Ô vierge de la chasse, ô quel que soit ton nom,
Salut, reine des nuits, blanche sœur d’Apollon,
Salut, Trivie, Hécate, ou Cynthie, ou Lucine,
Lune, Phœbé, Diane, Artémis ou Dyctyne,
Qui gouvernes les bois, les îles, les étangs,
Et les ports, et les monts et leurs noirs habitants !

Callim.
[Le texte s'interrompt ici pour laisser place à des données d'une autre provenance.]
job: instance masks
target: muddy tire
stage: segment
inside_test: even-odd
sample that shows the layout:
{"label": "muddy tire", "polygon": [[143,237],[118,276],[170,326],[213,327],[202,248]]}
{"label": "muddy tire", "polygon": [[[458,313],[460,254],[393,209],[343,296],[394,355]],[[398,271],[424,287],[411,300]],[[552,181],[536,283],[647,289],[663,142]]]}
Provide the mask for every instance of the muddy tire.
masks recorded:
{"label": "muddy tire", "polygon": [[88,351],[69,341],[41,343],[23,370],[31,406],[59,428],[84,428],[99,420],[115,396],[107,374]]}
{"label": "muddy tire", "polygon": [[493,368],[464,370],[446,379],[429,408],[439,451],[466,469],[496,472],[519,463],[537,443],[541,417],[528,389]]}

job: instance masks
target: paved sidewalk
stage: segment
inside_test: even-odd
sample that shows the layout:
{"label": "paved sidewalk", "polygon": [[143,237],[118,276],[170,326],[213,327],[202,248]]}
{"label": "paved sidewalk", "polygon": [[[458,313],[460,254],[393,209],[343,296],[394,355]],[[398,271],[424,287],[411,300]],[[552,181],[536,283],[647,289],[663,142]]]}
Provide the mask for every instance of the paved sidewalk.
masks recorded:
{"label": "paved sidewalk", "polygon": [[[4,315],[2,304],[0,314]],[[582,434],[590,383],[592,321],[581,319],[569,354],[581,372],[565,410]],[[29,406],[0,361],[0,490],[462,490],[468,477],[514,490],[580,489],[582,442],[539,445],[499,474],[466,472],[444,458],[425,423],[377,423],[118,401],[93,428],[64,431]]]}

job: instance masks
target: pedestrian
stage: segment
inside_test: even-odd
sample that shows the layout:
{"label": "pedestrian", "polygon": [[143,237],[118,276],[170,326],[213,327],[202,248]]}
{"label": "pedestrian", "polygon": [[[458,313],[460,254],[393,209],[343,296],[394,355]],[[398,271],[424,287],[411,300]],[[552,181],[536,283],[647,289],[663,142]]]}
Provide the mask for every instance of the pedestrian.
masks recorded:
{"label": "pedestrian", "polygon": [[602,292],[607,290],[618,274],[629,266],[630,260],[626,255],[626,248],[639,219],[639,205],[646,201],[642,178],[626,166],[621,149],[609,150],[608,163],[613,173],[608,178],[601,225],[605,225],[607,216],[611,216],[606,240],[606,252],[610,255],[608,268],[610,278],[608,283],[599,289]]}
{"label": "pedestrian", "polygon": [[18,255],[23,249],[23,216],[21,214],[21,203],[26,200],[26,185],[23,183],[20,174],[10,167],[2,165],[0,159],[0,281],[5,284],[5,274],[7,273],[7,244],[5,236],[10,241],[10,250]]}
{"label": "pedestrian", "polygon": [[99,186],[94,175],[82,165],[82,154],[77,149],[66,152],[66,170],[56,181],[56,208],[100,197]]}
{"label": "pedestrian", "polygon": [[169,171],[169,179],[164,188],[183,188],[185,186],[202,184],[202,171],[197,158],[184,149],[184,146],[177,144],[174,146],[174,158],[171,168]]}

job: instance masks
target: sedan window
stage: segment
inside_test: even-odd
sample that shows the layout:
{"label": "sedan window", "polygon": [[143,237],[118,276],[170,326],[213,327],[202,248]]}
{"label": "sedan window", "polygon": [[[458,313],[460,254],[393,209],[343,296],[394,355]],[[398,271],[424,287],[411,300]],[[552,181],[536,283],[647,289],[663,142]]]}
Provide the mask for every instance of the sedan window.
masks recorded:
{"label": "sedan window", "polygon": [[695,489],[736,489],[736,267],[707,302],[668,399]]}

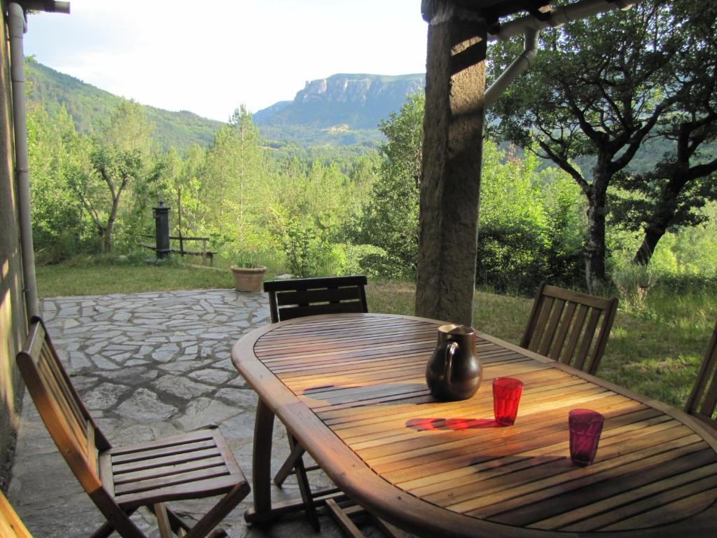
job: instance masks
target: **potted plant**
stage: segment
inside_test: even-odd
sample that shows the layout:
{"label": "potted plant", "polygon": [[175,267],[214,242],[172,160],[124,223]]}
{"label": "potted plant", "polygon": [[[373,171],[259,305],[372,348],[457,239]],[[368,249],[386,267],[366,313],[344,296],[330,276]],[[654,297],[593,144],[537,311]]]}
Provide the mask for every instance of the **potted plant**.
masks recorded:
{"label": "potted plant", "polygon": [[232,265],[234,288],[237,291],[261,291],[266,267],[257,265],[253,260],[240,260]]}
Span[3].


Viens, soit que, retenant ton écharpe mobile,
Tu presses d’un taureau le flanc large et docile,
Soit qu’en longue tunique, une torche à la main,
D’un cerf aux cornes d’or tu diriges le frein.

Je verrai, descendus dans les bruyants vallons,
Diane et son cortège errer au pied des monts ;
La dépouille des lynx est leur riche parure ;
Leur sein jeune et brillant fuit hors de leur ceinture ;


Les plis de leurs habits ne gênent point leurs pas
Et laissent découverts leurs genoux délicats ;
Là s’arrêtent en foule auprès d’une fontaine,
Anticlée et Procris, Aréthuse et Cyrène,
Vierges comme Diane et qui vont dans les bois[4]
Sur les loups dévorants épuiser leurs carquois.
Je les verrai, déesse, avec leurs doigts faciles,
Dételer de ton char tes cerfs aux flancs agiles,
Détacher le frein d’or trempé de leurs sueurs,
Caresser leur poitrine et les nourrir de fleurs.
Mais si le doux ruisseau roulant des ondes claires
Vous invite à quitter vos tuniques légères,
Déesse, je fuirai ; car ton chaste courroux
Est terrible et mortel. Je fuirai loin de vous,
De peur qu’à te venger ta meute toute prête
Ne voie un bois rameux s’élever sur ma tête.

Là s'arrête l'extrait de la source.